The Gernsback Continuum and Post-Modernism

The Gernsback Continuum by William Gibson follows a man whom is assigned the duty of photographing old futuristic architecture. Initially he does not understand the fascination with the “the more baroque elements of American pop culture” (458). The assignment is handed down from an old friend named Cohen, and accompanying him is Dialta Downes. She is a noted British art-historian that possesses a deep obsession for American culture. She rants on about the “ uniquely American form of architecture that most Americans are scarcely aware of” (458). The narrator is able to recall images of this “phenomena” that she has deeply merged herself with. In Chapter 5 of Postmodernism this is described as depthlessness or a disconnect from tradition. The narrator is blocked off from this reality that Downes glorifies.

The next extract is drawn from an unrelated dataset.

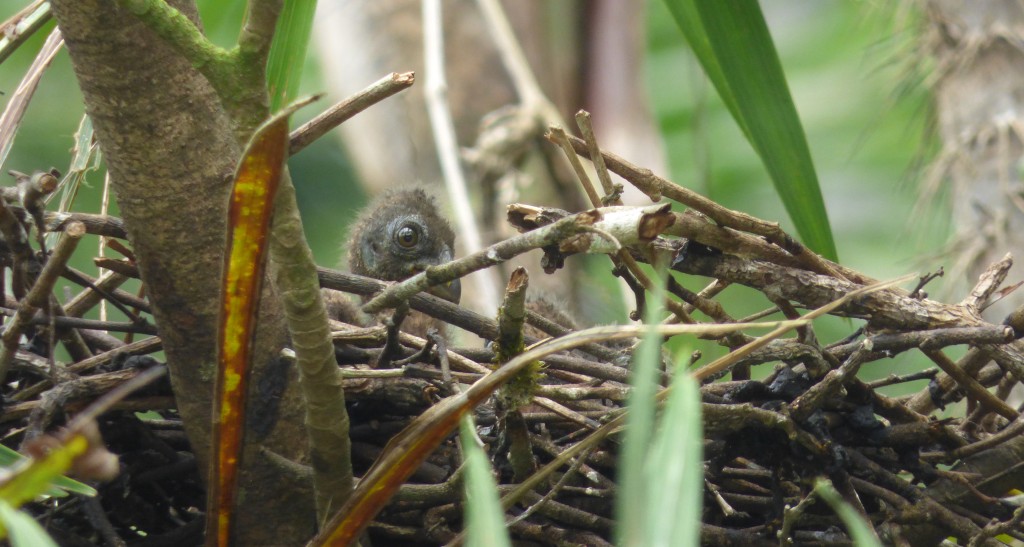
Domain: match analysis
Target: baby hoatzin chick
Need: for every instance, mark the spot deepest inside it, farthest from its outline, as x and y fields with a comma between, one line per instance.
x=398, y=235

As the he carries on, the juxtaposition of the world that never was and the present is provoking. The dreamed world and the real world were compared as he realized that “the Thirties dreamed white marble and slipstream chrome, immortal crystal and burnished bronze..” (460). Whereas the post-war world he lived in was lacking with “cars-no wings for it-and the promised superhighway to drive it down” (460). Somehow the narrator breaks into this mindset of Dailta Downes during his journey. He confides in a friend named Merv Kihn explaining the images he had witnessed. Merv acts as the conspiracy theorist post-modernist with his “skeptical despair about the reality” described in postmodernism(112). Kihn attempts to pull him from the false consciousness that he is feeding into. He explains the unreal images that “people see” and how “these things..nothing’s there, but people see them anyway” (461). Before he entirely loses himself in the totalitarian utopia he understands the semiotic ghost that Merv was describing. He snaps back to reality only to view the world realistically. He finds that viewing the world’s flaws is far better than losing personal authority and touch with himself.

Hugo Grensback is referenced in this short story as he coined the term “science fiction”. Grensback was a Jewish writer and magazine publisher. Merv hints to a sci-fi world as he describes aliens and attacking severed bear heads. Ironically the narrator mentions stadiums built by Albert Speer for Adolf Hitler. This play on forms of utopias and their ineffectiveness in zeroed in on. He notices that Downes ideal image is exclusive and mostly made up of individuals that “ were white, blond, and they probably had blue eyes” (463). This mimics the ideal Germany that Hilter set out to create. However, one could imagine that Hugo, one of the most well know creators of these alternate worlds may have had some objections to a mirrored Nazi utopia. This continuum or series of extreme similarities and differences leaves much to be questioned.

These readings directly connect to Rabkin’s Atavism and Utopia which describes an utopia as no place or belonging to the future. The narrator visits the past during, the future that was imagined and found that things fell short. The concepts of dystopia and utopia remain in question as perception truly is everything. Postmodernism explains these falsehoods as reality is often distorted and fabricated.